With the launch of accessible generative artificial intelligence (AI) like ChatGPT last year, it’s no surprise that businesses have been testing how to integrate AI into their operations.
A 2023 Accenture study, however, indicated that though 60 percent of corporations are experimenting with AI, only 12 percent are utilizing it in ways that give them a competitive advantage.
To bridge the gap between experimenters and mature AI users, technology companies like Amazon Web Services (AWS) are introducing new products to help their clients adopt generative AI.
In a virtual briefing on Tuesday, August 29, the cloud computing giant AWS discussed emerging generative AI trends in business, its new innovations to support companies in developing their generative AI applications, and its upcoming AI apps.
During the briefing, Oliver Klein, AWS chief technologist in Asia Pacific and Japan, boasted that AWS has more than 100,000 customers using its platforms to run their Machine Learning (ML) and AI workloads, which allowed the company to observe unfolding use cases.
Some trends were expected after the launch of chatbots like ChatGPT and AI image generators such as MidJourney.
In fact, one of the trends AWS reported was the use of generative AI to expedite creative work, such as copy writing, media creation, and modelling.
AWS further confirmed that this technology is already enhancing customer’s experience through AI-powered chatbots, virtual assistants, and call centers.
Aside from these anticipated trends, AWS noted that generative AI is boosting employees productivity by improving the efficiency of internal database searches, summarizing these searches, or even assisting in coding.
It also has been employed to streamline business operations with early applications in document processing and data augmentation.
Businesses, though, don’t just want to know where generative AI is being used. They want to maximize it for their own operations.
To support companies in developing their own AI applications, AWS recently preview launched Amazon Bedrock.
Amazon Bedrock is a managed service that allows AWS clients to choose from five specialized foundation models owned by Amazon or its partners to build their own customized AI applications.
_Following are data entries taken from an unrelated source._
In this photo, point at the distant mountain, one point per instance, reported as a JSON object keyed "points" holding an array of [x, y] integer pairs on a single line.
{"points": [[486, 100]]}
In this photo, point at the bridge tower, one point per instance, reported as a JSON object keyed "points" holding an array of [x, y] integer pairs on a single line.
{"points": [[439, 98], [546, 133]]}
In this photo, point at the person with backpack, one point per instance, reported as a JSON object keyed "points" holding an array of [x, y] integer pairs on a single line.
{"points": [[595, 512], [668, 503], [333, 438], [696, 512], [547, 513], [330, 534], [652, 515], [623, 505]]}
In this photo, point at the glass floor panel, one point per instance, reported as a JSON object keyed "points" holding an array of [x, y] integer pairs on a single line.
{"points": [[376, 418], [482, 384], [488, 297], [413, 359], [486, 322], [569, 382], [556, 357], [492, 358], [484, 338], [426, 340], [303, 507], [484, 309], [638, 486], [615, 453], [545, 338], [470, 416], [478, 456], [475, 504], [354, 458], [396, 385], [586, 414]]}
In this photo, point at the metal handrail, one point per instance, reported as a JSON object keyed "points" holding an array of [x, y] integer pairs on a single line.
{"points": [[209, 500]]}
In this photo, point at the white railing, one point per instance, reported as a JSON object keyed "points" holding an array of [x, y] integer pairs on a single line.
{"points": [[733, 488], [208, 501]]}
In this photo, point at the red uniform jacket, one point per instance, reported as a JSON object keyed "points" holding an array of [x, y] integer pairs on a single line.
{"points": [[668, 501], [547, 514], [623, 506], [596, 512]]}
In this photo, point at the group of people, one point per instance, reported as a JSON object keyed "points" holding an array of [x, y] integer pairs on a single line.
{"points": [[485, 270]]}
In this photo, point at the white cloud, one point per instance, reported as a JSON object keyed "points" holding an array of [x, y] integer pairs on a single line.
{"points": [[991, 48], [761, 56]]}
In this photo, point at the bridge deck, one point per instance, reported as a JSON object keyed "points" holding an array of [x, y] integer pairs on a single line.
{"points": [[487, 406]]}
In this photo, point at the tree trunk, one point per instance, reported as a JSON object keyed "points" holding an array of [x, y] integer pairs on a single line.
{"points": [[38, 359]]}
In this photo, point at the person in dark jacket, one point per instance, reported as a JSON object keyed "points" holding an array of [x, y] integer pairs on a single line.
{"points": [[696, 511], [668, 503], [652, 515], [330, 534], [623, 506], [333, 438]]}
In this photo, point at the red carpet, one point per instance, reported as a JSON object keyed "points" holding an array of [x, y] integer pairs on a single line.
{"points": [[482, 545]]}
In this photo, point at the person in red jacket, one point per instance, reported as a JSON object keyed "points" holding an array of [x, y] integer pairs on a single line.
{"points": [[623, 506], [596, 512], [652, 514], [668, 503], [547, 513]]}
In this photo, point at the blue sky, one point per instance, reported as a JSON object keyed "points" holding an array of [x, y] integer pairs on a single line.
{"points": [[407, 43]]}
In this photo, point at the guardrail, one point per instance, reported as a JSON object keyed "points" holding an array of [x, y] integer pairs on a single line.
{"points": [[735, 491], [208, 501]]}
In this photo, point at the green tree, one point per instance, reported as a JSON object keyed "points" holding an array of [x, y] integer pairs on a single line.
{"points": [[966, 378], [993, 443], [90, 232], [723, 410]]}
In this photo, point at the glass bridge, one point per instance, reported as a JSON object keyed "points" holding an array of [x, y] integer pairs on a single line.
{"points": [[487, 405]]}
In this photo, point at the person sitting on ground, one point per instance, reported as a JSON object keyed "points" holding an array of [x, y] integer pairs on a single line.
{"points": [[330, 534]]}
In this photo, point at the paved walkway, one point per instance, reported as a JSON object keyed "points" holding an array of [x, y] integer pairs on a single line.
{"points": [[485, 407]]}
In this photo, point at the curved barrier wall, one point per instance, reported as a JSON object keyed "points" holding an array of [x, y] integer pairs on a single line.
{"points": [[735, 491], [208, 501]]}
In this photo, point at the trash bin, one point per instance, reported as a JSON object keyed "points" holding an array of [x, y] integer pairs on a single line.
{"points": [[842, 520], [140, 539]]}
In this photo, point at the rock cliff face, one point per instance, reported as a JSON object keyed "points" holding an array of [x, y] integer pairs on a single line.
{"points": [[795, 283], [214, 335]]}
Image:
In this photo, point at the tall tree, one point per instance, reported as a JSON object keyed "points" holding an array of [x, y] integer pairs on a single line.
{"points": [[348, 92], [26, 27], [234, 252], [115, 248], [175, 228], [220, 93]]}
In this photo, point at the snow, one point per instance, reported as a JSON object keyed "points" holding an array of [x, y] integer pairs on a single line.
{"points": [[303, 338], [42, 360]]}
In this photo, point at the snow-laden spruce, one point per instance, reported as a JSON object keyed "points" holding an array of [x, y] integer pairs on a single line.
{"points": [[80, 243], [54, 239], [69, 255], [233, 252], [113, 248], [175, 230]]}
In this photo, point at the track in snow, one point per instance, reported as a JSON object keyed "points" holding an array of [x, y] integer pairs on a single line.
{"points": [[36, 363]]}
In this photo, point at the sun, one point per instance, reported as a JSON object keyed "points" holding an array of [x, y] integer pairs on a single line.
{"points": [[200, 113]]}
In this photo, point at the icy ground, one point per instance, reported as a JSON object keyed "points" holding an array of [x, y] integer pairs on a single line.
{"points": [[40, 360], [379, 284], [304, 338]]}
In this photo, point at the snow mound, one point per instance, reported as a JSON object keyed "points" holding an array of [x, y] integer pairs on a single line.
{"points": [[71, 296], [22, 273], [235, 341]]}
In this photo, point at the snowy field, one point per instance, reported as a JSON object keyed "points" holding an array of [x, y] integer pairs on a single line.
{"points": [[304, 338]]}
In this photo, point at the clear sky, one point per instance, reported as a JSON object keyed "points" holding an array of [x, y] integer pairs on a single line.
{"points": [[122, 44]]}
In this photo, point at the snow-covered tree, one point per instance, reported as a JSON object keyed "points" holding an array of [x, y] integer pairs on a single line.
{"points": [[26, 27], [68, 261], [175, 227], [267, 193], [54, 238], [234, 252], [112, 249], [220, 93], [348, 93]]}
Foundation models are generative AI models that have been pre-trained on extremely large data sets and are the basis for AI applications.
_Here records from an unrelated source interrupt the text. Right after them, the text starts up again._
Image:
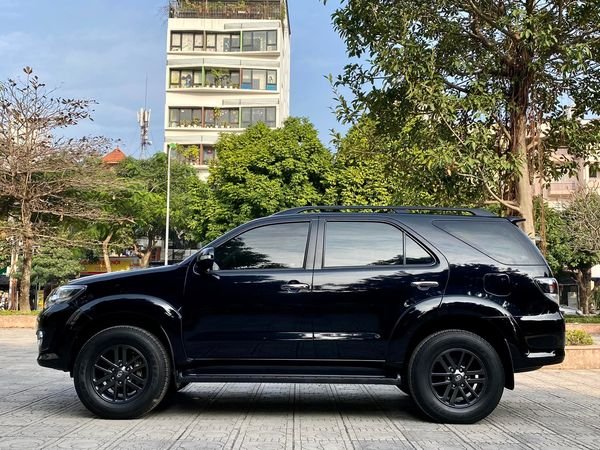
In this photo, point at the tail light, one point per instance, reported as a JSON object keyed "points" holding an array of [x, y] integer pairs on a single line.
{"points": [[549, 286]]}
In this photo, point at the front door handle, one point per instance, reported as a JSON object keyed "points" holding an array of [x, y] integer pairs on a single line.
{"points": [[295, 286], [424, 285]]}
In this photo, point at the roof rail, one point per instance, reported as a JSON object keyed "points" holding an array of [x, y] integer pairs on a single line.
{"points": [[389, 209]]}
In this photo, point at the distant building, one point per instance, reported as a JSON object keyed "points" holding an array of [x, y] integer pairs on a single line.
{"points": [[228, 67], [558, 192]]}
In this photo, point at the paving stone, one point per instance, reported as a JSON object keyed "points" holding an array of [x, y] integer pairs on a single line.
{"points": [[549, 409]]}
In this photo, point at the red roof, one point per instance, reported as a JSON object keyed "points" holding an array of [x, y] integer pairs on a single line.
{"points": [[114, 157]]}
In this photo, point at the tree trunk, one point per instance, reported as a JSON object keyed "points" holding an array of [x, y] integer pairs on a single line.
{"points": [[13, 281], [584, 280], [105, 252], [524, 195], [145, 262], [24, 304]]}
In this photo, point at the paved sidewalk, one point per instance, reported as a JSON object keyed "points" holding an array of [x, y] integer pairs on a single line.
{"points": [[39, 409]]}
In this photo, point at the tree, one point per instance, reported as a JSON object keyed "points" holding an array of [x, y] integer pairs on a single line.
{"points": [[570, 238], [582, 220], [55, 264], [372, 168], [145, 202], [42, 173], [262, 171], [480, 86]]}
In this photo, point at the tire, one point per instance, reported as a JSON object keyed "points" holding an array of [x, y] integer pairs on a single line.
{"points": [[455, 377], [122, 372]]}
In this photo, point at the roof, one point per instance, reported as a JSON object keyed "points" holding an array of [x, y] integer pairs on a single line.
{"points": [[114, 157]]}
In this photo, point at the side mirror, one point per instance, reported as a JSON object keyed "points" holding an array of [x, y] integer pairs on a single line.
{"points": [[205, 260]]}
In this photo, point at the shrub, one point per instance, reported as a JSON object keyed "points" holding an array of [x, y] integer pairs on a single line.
{"points": [[579, 337]]}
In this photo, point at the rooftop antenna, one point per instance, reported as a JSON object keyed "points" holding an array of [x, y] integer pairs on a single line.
{"points": [[144, 122]]}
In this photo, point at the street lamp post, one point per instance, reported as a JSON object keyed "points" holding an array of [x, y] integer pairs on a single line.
{"points": [[169, 148]]}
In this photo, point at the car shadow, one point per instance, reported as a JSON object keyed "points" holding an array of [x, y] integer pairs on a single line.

“We believe that there’s not one model that’s gonna rule them all, but it’s rather the best model that is best suited for the use case of our customers,” Klein explained.
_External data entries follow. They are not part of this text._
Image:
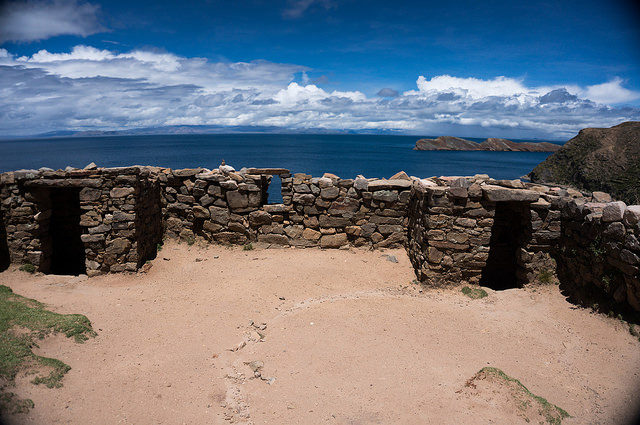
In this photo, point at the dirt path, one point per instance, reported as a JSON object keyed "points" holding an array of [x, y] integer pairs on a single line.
{"points": [[311, 336]]}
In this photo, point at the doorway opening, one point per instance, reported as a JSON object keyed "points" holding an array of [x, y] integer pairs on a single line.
{"points": [[509, 232], [67, 249], [274, 191], [5, 258]]}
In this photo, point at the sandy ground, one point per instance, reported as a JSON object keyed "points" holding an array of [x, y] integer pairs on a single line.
{"points": [[337, 337]]}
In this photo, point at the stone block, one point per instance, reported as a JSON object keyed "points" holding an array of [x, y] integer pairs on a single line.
{"points": [[89, 194], [274, 239], [200, 212], [504, 194], [632, 215], [237, 200], [334, 241], [613, 211], [330, 192], [385, 195], [121, 192]]}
“So, you can see the idea here is we provide you with these pre-trained foundation models from ourselves, from our partners, and make them available for our clients to then fine tune these models securely and safely in their environments,” he added.
Additionally, Amazon announced two new tools, Agents for Amazon Bedrock and its Vector Engine for OpenSearch Serverless.
While these tools are not yet available, Agents for Amazon Bedrock will eventually help customers more easily connect Generative AI models with their existing systems and databases.
Similarly, the Vector Engine for OpenSearch Serverless — built atop a vector strategy that allows computer systems to more quickly infer relationships between words — will enable companies to efficiently fine-tune generative AI models to their industry and company culture.
However, if companies are looking for ready-made AI applications, AWS is working on expanding its AI solutions for different industries.
For instance, on top of its coding companion that was launched earlier this year, Amazon CodeWhisperer, the company will soon be releasing AWS HealthScribe and Amazon Quick Sight.
AWS HealthScribe is specifically trained to transcribe a clinician’s conversation with their patient, including the patient’s symptoms and diagnosis.
With this AI tool, healthcare workers can focus on their patient needs rather than documentation.
On the other hand, Amazon Quick Sight aims to accelerate business intelligence processes by using natural language modelling to create new dashboards and derive insights from their clients’ data.
Lastly, AWS aims to ensure that companies not only have Generative AI tools at their fingertips, but are equipped with the knowledge to take full advantage of them.
Klein pointed out that AWS has an AI Use Case Explorer, which is an interactive guide that AWS hopes will assist businesses leaders and AI practitioners in building useful AI applications.
In June of this year, AWS also opened seven free and low-cost courses where individuals can learn the skills to develop AI applications.
“Our vision is about how can we help with the ML innovations that we have and especially also in the Generative AI space. We want to democratize this technology and make it available for any of our customers,” Klein concluded.